HP, of course, acquired said webOS when it purchased Palm earlier this summer. HP clearly plans to go big with smartphones and all bets are on webOS.
This makes sense. We all saw it coming a mile away when HP announced it was buying Palm back in the spring. That being said, this has to hurt for Microsoft. HP, after all, is Microsoft's biggest customer.
Dell, Microsoft's other mega-customer, is betting on Droid for its smartphones.
Where will this leave Windows Phone 7? Answer: Samsung, LG and a handful of Asian smartphone makers. That's not bad; but it doesn't leave a lot of wiggle room to make the necessary splash in the U.S. market to turn heads away from the well-established enterprise set using Blackberry, the hurt-me-I'm-so-cool iPhone crew or the pick-up-a-pitchfork-and-storm-the-castle Droid mob.
I believe that ultimately choosing against "united we stand" will mean "divided we fall" for HP and Microsoft. It's hard to imagine the field having room for one more smartphone platform, much less two.

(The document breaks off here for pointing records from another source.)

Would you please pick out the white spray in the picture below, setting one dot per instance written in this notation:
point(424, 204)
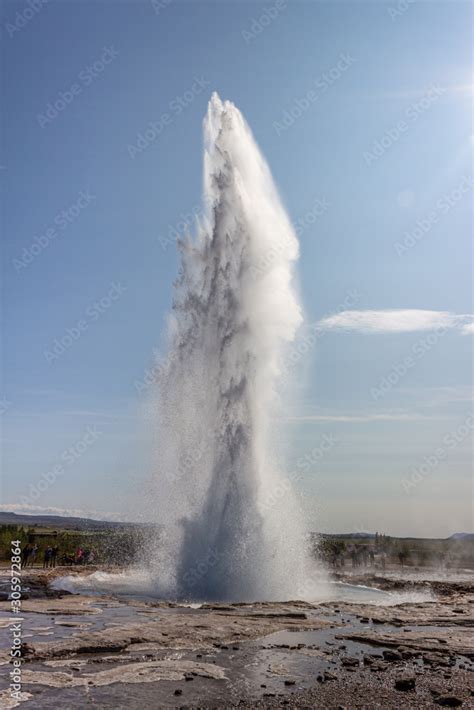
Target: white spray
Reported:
point(229, 534)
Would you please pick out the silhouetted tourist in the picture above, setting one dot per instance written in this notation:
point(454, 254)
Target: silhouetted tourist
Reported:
point(33, 554)
point(47, 556)
point(54, 554)
point(26, 554)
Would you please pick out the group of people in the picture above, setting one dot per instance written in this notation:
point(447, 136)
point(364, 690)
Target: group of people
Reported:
point(80, 557)
point(31, 553)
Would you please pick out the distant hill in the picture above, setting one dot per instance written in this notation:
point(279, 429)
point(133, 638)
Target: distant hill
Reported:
point(60, 522)
point(462, 536)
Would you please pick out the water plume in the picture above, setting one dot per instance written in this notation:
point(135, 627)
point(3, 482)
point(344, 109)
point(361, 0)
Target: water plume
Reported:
point(232, 529)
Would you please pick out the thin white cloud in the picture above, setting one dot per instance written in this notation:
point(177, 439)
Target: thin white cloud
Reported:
point(407, 320)
point(360, 418)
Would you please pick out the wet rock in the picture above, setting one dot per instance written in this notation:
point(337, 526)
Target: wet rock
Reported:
point(350, 661)
point(378, 666)
point(406, 682)
point(436, 659)
point(392, 655)
point(450, 701)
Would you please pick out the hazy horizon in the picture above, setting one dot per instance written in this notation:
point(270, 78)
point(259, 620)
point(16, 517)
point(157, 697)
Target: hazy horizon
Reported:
point(364, 115)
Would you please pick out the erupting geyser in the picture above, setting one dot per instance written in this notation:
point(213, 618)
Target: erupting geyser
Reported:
point(232, 528)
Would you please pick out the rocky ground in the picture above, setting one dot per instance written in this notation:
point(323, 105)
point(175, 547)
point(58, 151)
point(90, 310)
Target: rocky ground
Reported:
point(98, 651)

I know, I know! Some of you will undoubtedly point out to me that Windows Phone 7 will have such an edge with the corporate crowd because it will integrate so seamlessly with Microsoft Exchange, Microsoft servers, its unified communication tools blah, blah.
Yup, if it were up to IT to pick employee mobile devices then it might have a fighting chance. However, it doesn't really work that way. IT will make recommendations and employees will get a Blackberry, a Droid or an iPhone anyway.
This isn't like company-issued desktops or even laptops. Mobile devices are personal. In the end, people will just get the phone they want. Windows Phone 7 may answer a need. But, I don't see it answering anybody's "want".